Solution: The limit is the LOWER of 20% of total shares (20% × 500 = 100 shares) or ₹1,000 in value. X cannot hold more than 100 shares or shares worth ₹1,000, whichever is less — so X cannot hold 120 shares. The application must be rejected.

### Example 2

Example — Charitable Contribution: A co-operative society earns net profit of ₹5,00,000. After compulsory transfer of 25% (₹1,25,000) to Reserve Fund, the remaining profit is ₹3,75,000. What is the maximum charitable contribution the society can make?

Solution: Maximum = 10% of net profits after Reserve Fund transfer = 10% × ₹3,75,000 = ₹37,500. The society also requires the Registrar's sanction for any such contribution.

### Example 3

Example — Education Fund Classification: During audit of a co-operative credit society, you notice that the Education Fund contribution was charged to 'Appropriation Account' instead of 'Profit & Loss Account'. Is this correct?

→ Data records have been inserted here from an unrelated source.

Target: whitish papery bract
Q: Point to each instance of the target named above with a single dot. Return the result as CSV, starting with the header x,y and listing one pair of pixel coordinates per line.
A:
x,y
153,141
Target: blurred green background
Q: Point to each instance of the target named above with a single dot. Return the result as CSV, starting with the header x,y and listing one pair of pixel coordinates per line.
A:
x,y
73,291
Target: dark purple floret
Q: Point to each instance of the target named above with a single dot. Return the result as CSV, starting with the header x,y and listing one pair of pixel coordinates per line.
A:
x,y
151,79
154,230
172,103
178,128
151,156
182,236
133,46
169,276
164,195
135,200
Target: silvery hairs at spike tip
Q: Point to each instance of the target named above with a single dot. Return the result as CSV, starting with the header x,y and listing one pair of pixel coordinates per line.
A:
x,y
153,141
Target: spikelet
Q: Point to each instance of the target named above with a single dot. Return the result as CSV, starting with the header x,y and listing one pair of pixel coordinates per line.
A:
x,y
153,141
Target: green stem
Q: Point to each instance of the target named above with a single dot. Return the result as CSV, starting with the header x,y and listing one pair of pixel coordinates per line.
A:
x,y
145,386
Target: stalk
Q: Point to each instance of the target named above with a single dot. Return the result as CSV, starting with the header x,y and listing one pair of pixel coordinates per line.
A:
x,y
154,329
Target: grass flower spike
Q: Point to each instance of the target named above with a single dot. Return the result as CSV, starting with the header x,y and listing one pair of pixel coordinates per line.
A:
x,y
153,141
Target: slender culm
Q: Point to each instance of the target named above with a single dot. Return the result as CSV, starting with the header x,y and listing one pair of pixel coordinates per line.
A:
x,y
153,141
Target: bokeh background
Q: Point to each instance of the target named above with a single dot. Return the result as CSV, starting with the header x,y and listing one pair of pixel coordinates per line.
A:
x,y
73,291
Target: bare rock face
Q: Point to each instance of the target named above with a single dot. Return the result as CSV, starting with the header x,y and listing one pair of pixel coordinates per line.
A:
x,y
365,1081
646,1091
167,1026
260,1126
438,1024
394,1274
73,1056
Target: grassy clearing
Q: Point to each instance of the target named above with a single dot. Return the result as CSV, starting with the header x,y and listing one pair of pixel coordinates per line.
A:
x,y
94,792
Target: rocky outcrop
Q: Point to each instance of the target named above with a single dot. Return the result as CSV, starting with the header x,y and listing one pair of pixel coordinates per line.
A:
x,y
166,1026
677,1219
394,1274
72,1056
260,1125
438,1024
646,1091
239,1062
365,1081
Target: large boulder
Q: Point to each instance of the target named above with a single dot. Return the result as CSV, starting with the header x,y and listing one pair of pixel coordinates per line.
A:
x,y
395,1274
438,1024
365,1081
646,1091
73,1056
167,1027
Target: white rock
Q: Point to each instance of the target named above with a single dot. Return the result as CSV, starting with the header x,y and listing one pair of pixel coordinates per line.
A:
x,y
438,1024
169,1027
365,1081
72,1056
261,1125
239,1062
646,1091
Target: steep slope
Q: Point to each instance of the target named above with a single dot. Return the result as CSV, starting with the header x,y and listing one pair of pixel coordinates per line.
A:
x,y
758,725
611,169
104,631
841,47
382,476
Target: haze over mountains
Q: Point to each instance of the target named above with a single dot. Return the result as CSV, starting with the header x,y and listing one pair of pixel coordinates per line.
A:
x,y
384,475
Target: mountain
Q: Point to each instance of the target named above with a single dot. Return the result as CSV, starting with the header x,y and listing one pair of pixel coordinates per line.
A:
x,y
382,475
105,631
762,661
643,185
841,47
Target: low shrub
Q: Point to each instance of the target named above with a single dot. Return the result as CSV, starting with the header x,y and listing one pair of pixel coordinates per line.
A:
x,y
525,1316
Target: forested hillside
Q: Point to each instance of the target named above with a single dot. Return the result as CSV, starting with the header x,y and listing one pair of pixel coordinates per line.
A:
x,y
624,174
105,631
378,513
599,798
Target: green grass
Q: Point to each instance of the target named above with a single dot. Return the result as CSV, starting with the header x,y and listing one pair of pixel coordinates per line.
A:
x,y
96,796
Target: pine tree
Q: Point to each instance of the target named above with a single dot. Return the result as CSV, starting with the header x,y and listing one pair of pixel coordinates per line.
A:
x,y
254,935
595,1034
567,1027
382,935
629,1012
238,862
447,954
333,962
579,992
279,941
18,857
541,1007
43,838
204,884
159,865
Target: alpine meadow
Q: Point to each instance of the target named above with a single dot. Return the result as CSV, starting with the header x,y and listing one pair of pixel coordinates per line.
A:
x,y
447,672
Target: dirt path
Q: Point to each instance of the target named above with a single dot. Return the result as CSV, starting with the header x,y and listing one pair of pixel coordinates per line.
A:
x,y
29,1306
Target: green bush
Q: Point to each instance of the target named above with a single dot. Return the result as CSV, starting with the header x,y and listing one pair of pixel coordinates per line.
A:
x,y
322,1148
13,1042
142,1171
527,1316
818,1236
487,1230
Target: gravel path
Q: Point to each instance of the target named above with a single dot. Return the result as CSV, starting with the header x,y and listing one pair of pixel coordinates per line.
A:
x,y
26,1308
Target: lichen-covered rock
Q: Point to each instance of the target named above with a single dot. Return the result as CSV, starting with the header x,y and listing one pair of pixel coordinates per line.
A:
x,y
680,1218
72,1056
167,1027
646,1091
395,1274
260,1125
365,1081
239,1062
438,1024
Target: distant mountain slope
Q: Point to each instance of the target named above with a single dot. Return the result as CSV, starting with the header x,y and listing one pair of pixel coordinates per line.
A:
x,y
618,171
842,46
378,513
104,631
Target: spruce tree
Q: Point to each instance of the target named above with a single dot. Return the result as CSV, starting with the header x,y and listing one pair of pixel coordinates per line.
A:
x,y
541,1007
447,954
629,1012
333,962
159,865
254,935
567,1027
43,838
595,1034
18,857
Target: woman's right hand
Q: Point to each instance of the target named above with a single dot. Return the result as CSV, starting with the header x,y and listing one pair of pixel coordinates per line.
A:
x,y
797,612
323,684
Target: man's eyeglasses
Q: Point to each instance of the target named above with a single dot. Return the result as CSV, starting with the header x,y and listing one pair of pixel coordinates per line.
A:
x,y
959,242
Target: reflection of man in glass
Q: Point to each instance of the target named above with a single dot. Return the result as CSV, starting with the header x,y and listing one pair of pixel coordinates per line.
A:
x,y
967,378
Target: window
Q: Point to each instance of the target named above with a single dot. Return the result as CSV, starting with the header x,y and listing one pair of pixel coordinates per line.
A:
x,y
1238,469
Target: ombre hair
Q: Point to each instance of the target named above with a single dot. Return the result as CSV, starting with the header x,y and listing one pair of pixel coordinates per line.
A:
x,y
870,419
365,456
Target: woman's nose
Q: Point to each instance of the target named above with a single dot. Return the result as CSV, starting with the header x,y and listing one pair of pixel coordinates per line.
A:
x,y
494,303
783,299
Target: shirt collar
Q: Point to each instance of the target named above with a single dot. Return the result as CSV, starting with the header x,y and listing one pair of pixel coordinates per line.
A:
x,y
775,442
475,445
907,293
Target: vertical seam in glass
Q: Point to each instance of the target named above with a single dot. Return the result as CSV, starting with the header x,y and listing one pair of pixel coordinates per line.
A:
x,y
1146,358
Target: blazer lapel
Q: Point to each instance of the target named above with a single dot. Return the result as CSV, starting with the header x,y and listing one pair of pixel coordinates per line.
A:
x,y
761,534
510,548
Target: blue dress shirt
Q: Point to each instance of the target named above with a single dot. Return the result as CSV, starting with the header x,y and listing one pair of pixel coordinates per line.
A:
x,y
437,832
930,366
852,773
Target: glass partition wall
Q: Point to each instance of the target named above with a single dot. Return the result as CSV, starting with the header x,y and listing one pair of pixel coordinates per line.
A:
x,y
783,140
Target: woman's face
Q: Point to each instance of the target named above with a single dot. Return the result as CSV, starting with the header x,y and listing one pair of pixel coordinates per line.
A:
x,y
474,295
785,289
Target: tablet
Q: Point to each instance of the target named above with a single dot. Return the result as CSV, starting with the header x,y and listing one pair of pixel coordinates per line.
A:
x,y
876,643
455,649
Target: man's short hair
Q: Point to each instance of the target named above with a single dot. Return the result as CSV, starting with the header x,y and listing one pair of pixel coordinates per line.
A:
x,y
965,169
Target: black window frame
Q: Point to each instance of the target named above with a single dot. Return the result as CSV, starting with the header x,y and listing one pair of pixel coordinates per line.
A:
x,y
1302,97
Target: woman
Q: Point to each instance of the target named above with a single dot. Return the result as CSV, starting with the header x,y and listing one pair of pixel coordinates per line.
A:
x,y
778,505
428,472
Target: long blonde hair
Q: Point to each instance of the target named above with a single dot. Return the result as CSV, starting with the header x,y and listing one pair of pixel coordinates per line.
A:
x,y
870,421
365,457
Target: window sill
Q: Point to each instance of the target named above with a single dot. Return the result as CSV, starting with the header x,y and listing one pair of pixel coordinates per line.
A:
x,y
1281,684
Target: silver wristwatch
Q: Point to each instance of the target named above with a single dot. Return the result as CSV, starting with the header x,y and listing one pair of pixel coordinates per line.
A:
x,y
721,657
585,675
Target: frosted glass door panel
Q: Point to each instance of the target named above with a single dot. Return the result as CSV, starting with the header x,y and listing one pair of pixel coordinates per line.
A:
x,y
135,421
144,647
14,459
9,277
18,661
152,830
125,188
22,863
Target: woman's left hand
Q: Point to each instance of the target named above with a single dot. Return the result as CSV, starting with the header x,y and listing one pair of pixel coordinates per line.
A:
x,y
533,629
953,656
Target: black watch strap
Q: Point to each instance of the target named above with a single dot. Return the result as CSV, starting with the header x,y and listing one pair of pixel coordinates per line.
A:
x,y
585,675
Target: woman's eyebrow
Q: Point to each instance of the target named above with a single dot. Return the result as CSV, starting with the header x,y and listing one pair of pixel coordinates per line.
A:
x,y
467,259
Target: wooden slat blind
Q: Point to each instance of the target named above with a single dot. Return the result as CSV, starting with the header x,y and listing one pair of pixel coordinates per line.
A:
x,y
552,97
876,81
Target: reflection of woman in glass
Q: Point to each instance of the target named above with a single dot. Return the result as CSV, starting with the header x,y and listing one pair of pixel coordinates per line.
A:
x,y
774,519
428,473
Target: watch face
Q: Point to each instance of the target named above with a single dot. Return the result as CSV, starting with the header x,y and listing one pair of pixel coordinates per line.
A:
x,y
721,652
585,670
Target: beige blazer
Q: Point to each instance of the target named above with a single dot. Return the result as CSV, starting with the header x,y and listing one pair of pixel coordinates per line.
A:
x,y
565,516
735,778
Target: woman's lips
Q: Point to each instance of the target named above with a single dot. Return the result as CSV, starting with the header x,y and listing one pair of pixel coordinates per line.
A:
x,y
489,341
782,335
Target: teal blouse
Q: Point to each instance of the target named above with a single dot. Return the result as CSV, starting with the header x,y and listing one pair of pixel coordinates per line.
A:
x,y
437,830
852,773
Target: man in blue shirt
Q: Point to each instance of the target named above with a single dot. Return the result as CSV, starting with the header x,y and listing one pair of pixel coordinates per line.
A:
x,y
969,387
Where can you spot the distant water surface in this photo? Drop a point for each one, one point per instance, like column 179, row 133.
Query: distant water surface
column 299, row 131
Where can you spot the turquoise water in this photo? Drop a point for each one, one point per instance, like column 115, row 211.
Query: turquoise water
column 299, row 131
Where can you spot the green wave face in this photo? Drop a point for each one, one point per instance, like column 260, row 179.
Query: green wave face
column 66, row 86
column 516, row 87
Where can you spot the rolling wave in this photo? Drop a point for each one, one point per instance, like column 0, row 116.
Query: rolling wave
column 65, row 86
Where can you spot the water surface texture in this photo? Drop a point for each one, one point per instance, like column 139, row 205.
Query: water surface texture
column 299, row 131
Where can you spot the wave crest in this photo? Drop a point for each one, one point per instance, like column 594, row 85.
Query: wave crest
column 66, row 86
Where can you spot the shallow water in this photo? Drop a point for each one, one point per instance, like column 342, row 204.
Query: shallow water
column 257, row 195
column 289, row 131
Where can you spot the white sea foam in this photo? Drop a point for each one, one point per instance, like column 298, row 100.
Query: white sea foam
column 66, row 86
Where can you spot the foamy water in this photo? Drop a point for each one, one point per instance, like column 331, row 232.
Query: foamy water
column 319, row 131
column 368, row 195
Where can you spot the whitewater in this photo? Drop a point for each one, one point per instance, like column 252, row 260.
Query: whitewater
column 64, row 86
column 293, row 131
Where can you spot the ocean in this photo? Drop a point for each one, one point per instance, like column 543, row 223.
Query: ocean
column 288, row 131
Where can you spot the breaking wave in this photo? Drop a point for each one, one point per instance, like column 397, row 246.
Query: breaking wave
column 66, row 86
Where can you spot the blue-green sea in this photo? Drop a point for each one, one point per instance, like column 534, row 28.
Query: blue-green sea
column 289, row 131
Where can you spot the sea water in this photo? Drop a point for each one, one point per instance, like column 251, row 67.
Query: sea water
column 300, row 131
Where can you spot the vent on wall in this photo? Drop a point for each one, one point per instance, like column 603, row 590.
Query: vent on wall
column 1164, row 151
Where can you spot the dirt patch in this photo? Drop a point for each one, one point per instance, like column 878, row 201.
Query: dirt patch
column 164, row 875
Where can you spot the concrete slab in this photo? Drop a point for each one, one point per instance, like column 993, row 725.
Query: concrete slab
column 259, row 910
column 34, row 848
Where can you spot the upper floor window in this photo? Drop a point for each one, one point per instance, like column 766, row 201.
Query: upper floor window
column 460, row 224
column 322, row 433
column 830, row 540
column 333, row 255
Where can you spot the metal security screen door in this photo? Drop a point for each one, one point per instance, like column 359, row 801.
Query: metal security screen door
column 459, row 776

Solution: No. Education Fund contribution is a charge on profits (like a statutory expense), not an appropriation. It must appear in the Profit & Loss Account before arriving at distributable profits. The auditor should point out this misclassification.

⚠️ Common exam mistakes

  • Treating Education Fund contribution as an appropriation of profits — it is a charge on profits and must be debited before arriving at net distributable profit.
  • Ignoring the dual test for shareholding restriction — students often apply only the 20% test and forget the ₹1,000 value cap. Both limits apply simultaneously.
  • Assuming a co-operative society can freely lend to non-members — loans to non-members are prohibited unless the Registrar gives special sanction.
  • Confusing Reserve Fund investment rules with general investment rules under Section 32 — the Reserve Fund has additional restrictions under State Acts.
Bare-Act text Section 32 — Investment of Funds · Co-operative Societies Act (Central Act) · click to expand
A society may invest or deposit its funds, or any part thereof, in or with— (a) the Central Co-operative Bank or the State Co-operative Bank to which the society is affiliated; (b) any of the securities specified in section 20 of the Indian Trusts Act, 1882; (c) shares or debentures of, or deposits with, any other society with limited liability; (d) any other co-operative bank approved by the Registrar; (e) any other mode permitted by the Central or State Government.